Tool Up For The FPGA Blitz

FPGA usage divides into two primary segments. Historically, the foremost role of FPGAs has been to verify an ASIC, system-on-achip (SoC), or application-specific standard part (ASSP). Designers now will use FPGAs to prototype a portion or all of their design, to tweak the same, or as a platform to get ahead on developing system software. According to some industry experts, as many as 90% to 100% of ASICs today are prototyped on FPGAs.

For many years, a main application for FPGAs has involved the in-house construction of ASIC prototyping boards, some using a single FPGA and some with multiple chips. Anecdotes mention boards with as many as 50 FPGAs. Of course, the use of multiple devices requires designers to partition the design among them and handle associated timing issues. Now that a broad array of commercially built FPGA prototyping boards and verification systems is on the market, the build-versus-buy decision has become more complicated.

Others have turned to FPGAs as a production vehicle for their end products. Today’s FPGA, a far more capable animal than those of just a few years ago, embeds resources that lend themselves to a broad array of applications. Not so long ago, production use of FPGAs was limited to glue logic or relatively small applications. This is no longer the case.

FPGA vendors tend to be early adopters of cutting-edge process technologies, with vendors like Altera and Xilinx pushing these processes even into their Spartan and Cyclone low-cost device families. Designers thus find them attractive for mediumvolume consumer applications. Still, whatever you’re using FPGAs for, a tool chain must be in place to execute your design, verify its functionality, and place and route the design on the device itself.

ESL AND FPGAS DO MIX Electronic system-level (ESL) tools are getting more attention from designers facing the faster-than-ever design and verification of complex designs. One ESL synthesis tool that can work in an FPGA flow is Forte Design Systems’ Cynthesizer. Despite being developed to meet the needs of ASIC/SoC designers targeting particular process technologies, Cynthesizer addresses a number of use models that include FPGAs, according to Mike Meredith, Forte’s vice president of technical marketing.

For instance, there’s high-speed functional validation of RTL code. “When an FPGA implementation is used for functional validation of RTL code, the FPGA is being used as a high-speed simulator,” says Meredith.

In such an instance, the goal is to verify the correctness of the RTL code before committing to silicon. Designers can synthesize a SystemC design using the .lib file and clock speed that will ultimately be used for the high-volume silicon implementation. Then, using Cynthesizer’s integration with Synopsys’ Synplify Pro, the RTL code can be targeted to a specific FPGA.

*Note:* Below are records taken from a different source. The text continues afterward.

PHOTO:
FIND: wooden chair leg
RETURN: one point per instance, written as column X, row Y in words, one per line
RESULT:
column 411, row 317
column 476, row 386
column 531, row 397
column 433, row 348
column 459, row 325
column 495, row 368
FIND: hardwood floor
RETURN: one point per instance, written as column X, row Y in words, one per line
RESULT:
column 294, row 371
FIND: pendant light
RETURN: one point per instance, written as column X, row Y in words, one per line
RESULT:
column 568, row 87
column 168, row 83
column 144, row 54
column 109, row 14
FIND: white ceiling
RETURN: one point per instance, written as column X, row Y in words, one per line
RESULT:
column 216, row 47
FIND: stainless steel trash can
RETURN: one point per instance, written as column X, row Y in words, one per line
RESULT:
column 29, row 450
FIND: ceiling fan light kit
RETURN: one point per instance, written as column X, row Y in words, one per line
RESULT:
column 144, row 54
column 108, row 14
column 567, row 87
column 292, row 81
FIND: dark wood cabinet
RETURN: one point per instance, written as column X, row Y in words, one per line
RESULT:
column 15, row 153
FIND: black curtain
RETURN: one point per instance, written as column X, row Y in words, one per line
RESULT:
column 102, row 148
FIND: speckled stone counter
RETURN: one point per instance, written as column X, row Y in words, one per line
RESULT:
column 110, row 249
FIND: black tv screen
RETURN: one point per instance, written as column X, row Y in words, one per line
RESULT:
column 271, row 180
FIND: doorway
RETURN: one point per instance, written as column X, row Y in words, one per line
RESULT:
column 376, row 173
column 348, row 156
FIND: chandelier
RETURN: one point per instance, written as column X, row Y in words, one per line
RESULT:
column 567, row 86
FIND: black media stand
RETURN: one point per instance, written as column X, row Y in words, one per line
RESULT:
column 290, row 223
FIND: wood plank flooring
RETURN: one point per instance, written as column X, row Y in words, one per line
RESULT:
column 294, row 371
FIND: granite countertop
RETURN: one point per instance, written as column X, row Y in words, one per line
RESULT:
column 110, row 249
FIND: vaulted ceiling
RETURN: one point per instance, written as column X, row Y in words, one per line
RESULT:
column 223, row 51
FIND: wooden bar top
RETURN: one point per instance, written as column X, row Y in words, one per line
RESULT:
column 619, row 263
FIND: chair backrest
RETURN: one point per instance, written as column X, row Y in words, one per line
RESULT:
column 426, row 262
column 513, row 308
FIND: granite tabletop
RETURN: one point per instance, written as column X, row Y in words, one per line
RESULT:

Because the FPGA is unlikely to achieve the aggressive timing of the ASIC implementation, the resulting FPGA will have to be run at a lower clock speed. However, functional verification can still proceed many times faster than using a software simulator, says Meredith.

High-level synthesis (HLS) tools also can target different process technologies and clock speed targets without changing the high-level source. Designers using an FPGA as a stepping stone to an ASIC implementation can exploit this capability to develop an FPGA prototype that runs as fast as possible. Subsequently, they will be able to automatically create ASIC RTL code optimized for the timing characteristics of their chosen process and foundry.

In addition to using FPGAs as a stepping stone toward an ASIC implementation, Forte is seeing more users turning to the FPGA as the ultimate production target. “These designers require RTL code targeted for the specific FPGA that they plan to use, so they use our FPGA-specific high-level synthesis flow,” says Meredith. Cynthesizer provides a fully automated integration with the Xilinx and Altera place-and-route tools, making it easy to go from SystemC source to a running FPGA.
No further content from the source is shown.